How many hands of five cards contain cards from exactly three suits?

Question

I have been trying to solve this but I stink at this kind of math. What I have is

(4 choose 3)(13 choose 2)(13 choose 2)(13 choose 1)=316,368.

Is this answer right or wrong? Thank you!

Answer 1

You are almost there, but you also need to account for the choice of which suit gets only 1 card (or which suit gets 3 cards in the case of 3,1,1).

Here's an alternative approach. There are $\binom{52}{5}$ five-card hands in total.

• $\binom{4}{1}\binom{13}{5}$ contain exactly 1 suit.
• $\binom{4}{2}\sum_{k=1}^4 \binom{13}{k}\binom{13}{5-k}$ contain exactly 2 suits.
• $\binom{4}{4}\binom{4}{1}\binom{13}{2}\binom{13}{1}^3$ contain exactly 4 suits.

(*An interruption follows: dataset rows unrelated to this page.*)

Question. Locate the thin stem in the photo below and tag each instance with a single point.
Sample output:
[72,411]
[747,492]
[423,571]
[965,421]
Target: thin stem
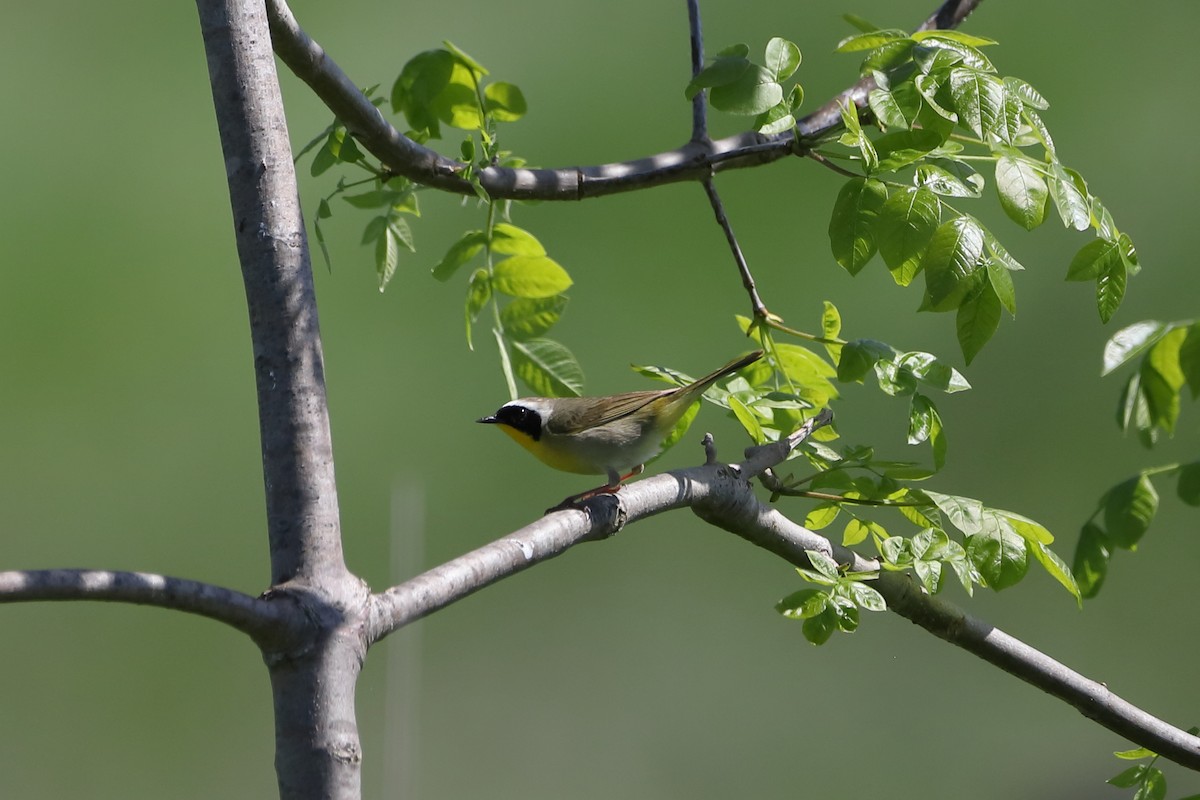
[841,498]
[714,199]
[828,164]
[699,103]
[773,323]
[253,615]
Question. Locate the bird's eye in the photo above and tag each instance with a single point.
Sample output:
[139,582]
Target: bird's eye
[523,419]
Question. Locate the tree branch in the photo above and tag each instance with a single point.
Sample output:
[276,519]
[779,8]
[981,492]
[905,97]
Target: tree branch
[556,533]
[699,103]
[317,749]
[714,199]
[697,160]
[721,495]
[258,618]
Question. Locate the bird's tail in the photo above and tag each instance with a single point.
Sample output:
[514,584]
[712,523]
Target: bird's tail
[699,386]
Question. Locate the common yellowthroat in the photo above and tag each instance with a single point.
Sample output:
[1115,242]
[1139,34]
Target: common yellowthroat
[610,435]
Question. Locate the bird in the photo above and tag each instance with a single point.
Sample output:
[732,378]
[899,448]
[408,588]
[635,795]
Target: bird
[611,435]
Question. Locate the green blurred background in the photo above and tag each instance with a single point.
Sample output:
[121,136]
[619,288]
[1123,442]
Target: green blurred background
[648,666]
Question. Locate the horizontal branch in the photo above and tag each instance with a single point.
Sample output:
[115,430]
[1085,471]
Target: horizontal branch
[694,161]
[253,615]
[721,495]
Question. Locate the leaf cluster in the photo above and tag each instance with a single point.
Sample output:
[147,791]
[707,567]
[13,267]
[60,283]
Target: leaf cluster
[744,88]
[1147,781]
[942,112]
[835,608]
[525,288]
[1168,360]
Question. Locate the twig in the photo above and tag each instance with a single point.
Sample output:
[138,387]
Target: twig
[699,103]
[693,161]
[714,199]
[253,615]
[828,164]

Now subtract these three counts from $\binom{52}{5}$, yielding $1529112$.

Answer 2

A five-card hand will contain exactly three suits when it contains either of:

• (Two doubles and a single) Two from the thirteen kinds in each of two from the four suits, and one from the thirteen kinds in one from the two remaining suits, or
• (Two singles and a tripple) One from the thirteen kinds in each of two from the four suits, and three from thirteen kinds in one from the two remaining suits.